This story was originally published and last updated .
Live Caption is one of the most underrated features to come to Android in years. Whether you're hard of hearing, deaf, in a loud environment, or forget to bring your headphones, it automatically transcribes any audio coming from your phone for you. We long knew that Live Caption is on its way to Chrome as well, and you could even activate it via a flag in Chrome 88 already. And today, Google has announced that the feature is now available for everyone.
Live Caption automatically transcribes audio from your browser tabs, just like it does on Android, subtitling any audio content you could imagine, including video or audio chat services or your private Google Photos library. The captions are generated on your device, so audio never passes through any extra servers. It even works offline.
Google confirms that Live Caption is functional on Windows, macOS, and Linux. It only works with English for now, but more languages are coming. To activate Live Caption, you need to head to Chrome settings via the three-dot menu in the top right corner (⋮) and look for it in the accessibility section. You can then deactivate and activate it as needed through the media controls in the top right next to your address bar (see screenshot above). Chrome OS support is "coming soon," though you can already enable it via the chrome://flags/#enable-accessibility-live-caption flag.

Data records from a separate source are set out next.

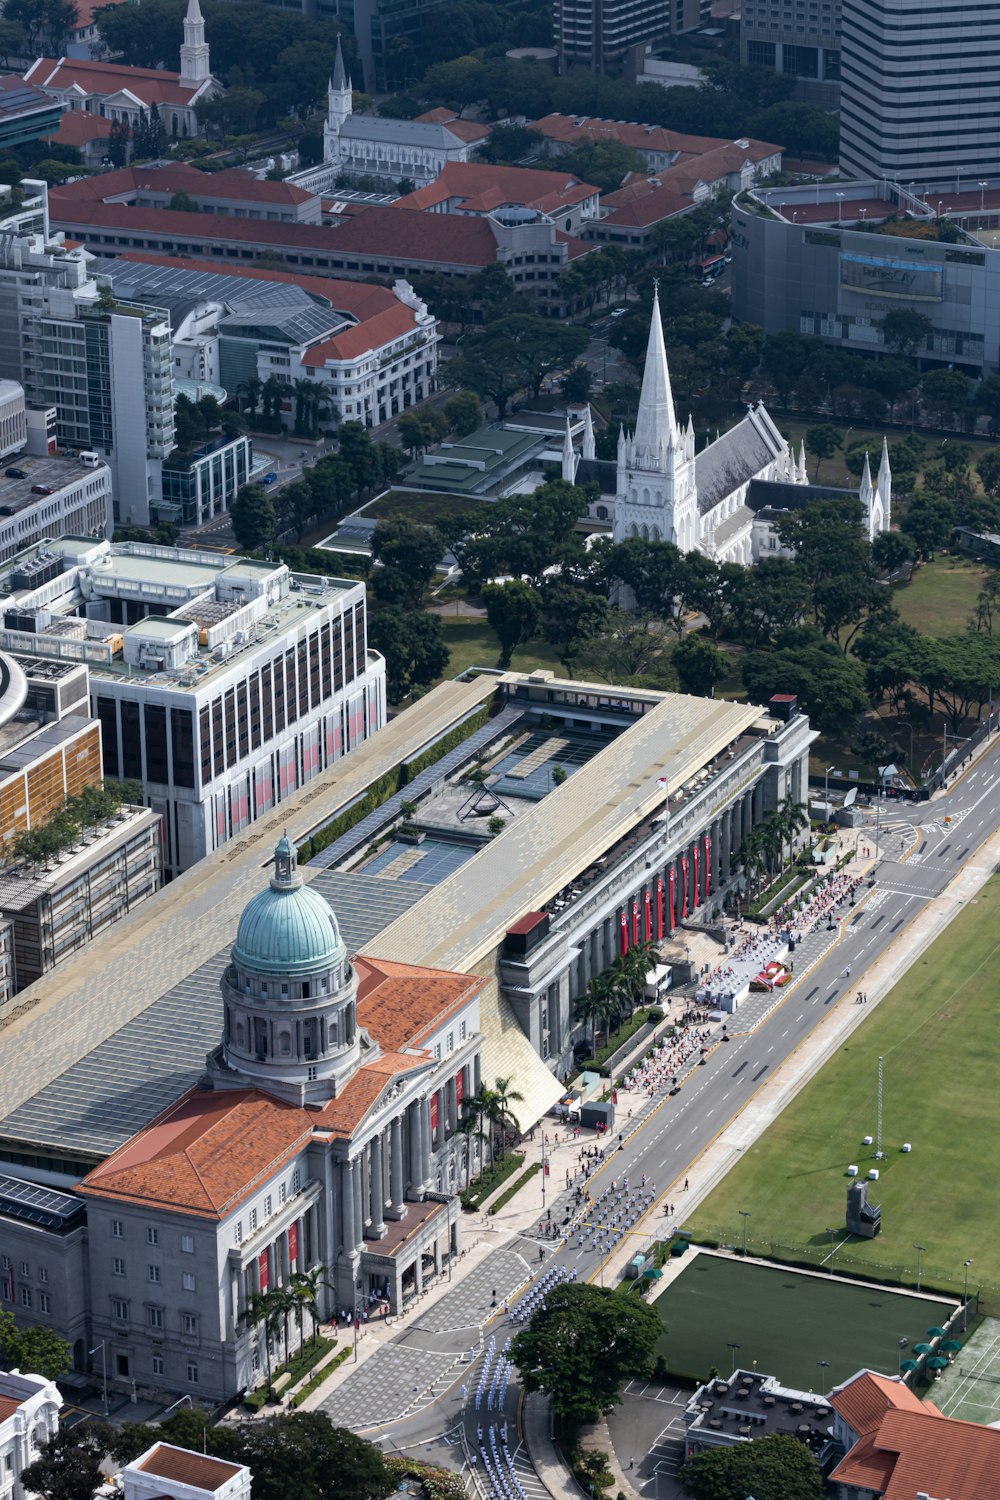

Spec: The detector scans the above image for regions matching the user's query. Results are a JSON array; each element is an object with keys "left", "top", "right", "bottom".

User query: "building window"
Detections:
[
  {"left": 19, "top": 1261, "right": 28, "bottom": 1277},
  {"left": 183, "top": 1314, "right": 198, "bottom": 1336},
  {"left": 113, "top": 1257, "right": 126, "bottom": 1276},
  {"left": 181, "top": 1234, "right": 194, "bottom": 1254},
  {"left": 307, "top": 1065, "right": 317, "bottom": 1080},
  {"left": 235, "top": 1221, "right": 243, "bottom": 1245},
  {"left": 1, "top": 1256, "right": 8, "bottom": 1271},
  {"left": 152, "top": 1353, "right": 164, "bottom": 1376},
  {"left": 292, "top": 1168, "right": 301, "bottom": 1192},
  {"left": 263, "top": 1194, "right": 272, "bottom": 1217},
  {"left": 37, "top": 1267, "right": 47, "bottom": 1283},
  {"left": 20, "top": 1287, "right": 31, "bottom": 1309},
  {"left": 249, "top": 1208, "right": 257, "bottom": 1232},
  {"left": 112, "top": 1220, "right": 124, "bottom": 1238},
  {"left": 148, "top": 1306, "right": 163, "bottom": 1329},
  {"left": 460, "top": 1019, "right": 467, "bottom": 1041},
  {"left": 112, "top": 1298, "right": 128, "bottom": 1320},
  {"left": 148, "top": 1265, "right": 161, "bottom": 1283},
  {"left": 278, "top": 1182, "right": 286, "bottom": 1205},
  {"left": 38, "top": 1292, "right": 51, "bottom": 1314},
  {"left": 146, "top": 1227, "right": 159, "bottom": 1246},
  {"left": 187, "top": 1361, "right": 199, "bottom": 1384},
  {"left": 182, "top": 1273, "right": 196, "bottom": 1292}
]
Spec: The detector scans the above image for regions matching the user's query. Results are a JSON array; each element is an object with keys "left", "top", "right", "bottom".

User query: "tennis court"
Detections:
[
  {"left": 933, "top": 1318, "right": 1000, "bottom": 1422},
  {"left": 656, "top": 1251, "right": 955, "bottom": 1391}
]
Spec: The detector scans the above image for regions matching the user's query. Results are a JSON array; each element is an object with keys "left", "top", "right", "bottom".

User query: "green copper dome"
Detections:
[{"left": 232, "top": 836, "right": 346, "bottom": 977}]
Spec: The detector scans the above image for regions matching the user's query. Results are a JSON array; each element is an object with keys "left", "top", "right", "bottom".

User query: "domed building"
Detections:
[{"left": 79, "top": 837, "right": 488, "bottom": 1403}]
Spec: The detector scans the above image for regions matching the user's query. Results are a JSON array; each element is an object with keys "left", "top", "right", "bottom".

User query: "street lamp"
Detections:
[
  {"left": 816, "top": 1359, "right": 830, "bottom": 1397},
  {"left": 964, "top": 1258, "right": 974, "bottom": 1331},
  {"left": 739, "top": 1209, "right": 751, "bottom": 1257},
  {"left": 980, "top": 180, "right": 989, "bottom": 211},
  {"left": 914, "top": 1243, "right": 926, "bottom": 1292},
  {"left": 895, "top": 719, "right": 914, "bottom": 771},
  {"left": 859, "top": 207, "right": 868, "bottom": 225},
  {"left": 727, "top": 1341, "right": 741, "bottom": 1376},
  {"left": 824, "top": 763, "right": 835, "bottom": 812},
  {"left": 836, "top": 192, "right": 844, "bottom": 223},
  {"left": 88, "top": 1341, "right": 109, "bottom": 1417}
]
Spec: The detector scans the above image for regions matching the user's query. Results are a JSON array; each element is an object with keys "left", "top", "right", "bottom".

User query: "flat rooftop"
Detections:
[{"left": 0, "top": 453, "right": 107, "bottom": 514}]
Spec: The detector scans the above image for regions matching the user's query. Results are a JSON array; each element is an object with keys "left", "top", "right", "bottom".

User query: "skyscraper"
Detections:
[
  {"left": 839, "top": 0, "right": 1000, "bottom": 185},
  {"left": 554, "top": 0, "right": 675, "bottom": 72}
]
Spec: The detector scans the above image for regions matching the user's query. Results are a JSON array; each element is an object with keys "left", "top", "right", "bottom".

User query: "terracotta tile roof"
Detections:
[
  {"left": 300, "top": 302, "right": 418, "bottom": 364},
  {"left": 48, "top": 199, "right": 500, "bottom": 268},
  {"left": 315, "top": 1050, "right": 430, "bottom": 1136},
  {"left": 78, "top": 1089, "right": 314, "bottom": 1219},
  {"left": 54, "top": 162, "right": 313, "bottom": 206},
  {"left": 45, "top": 110, "right": 116, "bottom": 146},
  {"left": 599, "top": 181, "right": 691, "bottom": 229},
  {"left": 830, "top": 1370, "right": 927, "bottom": 1437},
  {"left": 829, "top": 1429, "right": 897, "bottom": 1493},
  {"left": 0, "top": 1395, "right": 20, "bottom": 1421},
  {"left": 533, "top": 112, "right": 780, "bottom": 162},
  {"left": 354, "top": 955, "right": 485, "bottom": 1051},
  {"left": 136, "top": 1445, "right": 242, "bottom": 1490},
  {"left": 25, "top": 56, "right": 203, "bottom": 108},
  {"left": 829, "top": 1396, "right": 1000, "bottom": 1500},
  {"left": 395, "top": 161, "right": 598, "bottom": 217},
  {"left": 415, "top": 107, "right": 489, "bottom": 143},
  {"left": 71, "top": 0, "right": 130, "bottom": 30}
]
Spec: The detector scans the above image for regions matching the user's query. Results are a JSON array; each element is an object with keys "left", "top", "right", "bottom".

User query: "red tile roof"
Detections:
[
  {"left": 45, "top": 110, "right": 116, "bottom": 146},
  {"left": 315, "top": 1050, "right": 429, "bottom": 1136},
  {"left": 25, "top": 56, "right": 203, "bottom": 108},
  {"left": 136, "top": 1446, "right": 242, "bottom": 1490},
  {"left": 300, "top": 303, "right": 418, "bottom": 364},
  {"left": 533, "top": 112, "right": 779, "bottom": 163},
  {"left": 415, "top": 107, "right": 489, "bottom": 144},
  {"left": 78, "top": 1089, "right": 314, "bottom": 1218},
  {"left": 0, "top": 1395, "right": 20, "bottom": 1422},
  {"left": 53, "top": 161, "right": 313, "bottom": 206},
  {"left": 396, "top": 160, "right": 598, "bottom": 217},
  {"left": 112, "top": 252, "right": 401, "bottom": 319},
  {"left": 830, "top": 1370, "right": 927, "bottom": 1437},
  {"left": 354, "top": 955, "right": 485, "bottom": 1051}
]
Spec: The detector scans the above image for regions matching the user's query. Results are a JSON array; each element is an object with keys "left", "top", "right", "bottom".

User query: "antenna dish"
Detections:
[{"left": 844, "top": 787, "right": 858, "bottom": 808}]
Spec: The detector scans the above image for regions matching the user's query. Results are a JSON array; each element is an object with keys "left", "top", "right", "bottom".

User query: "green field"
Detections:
[
  {"left": 688, "top": 877, "right": 1000, "bottom": 1302},
  {"left": 437, "top": 617, "right": 566, "bottom": 679},
  {"left": 656, "top": 1253, "right": 953, "bottom": 1390},
  {"left": 893, "top": 555, "right": 989, "bottom": 636}
]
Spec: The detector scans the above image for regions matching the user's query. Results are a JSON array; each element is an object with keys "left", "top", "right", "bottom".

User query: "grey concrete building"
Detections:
[{"left": 740, "top": 0, "right": 841, "bottom": 104}]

It's great to see one of Android's more innovative features making its way into more Google products, making life easier for those hard-of-hearing and deaf. And regular folks can also benefit from it when they're in loud environments without headphones or if they need to keep the volume down.
Rolling out officially
Google has announced that Live Caption is now officially available on Chrome for desktops. We've updated the coverage accordingly.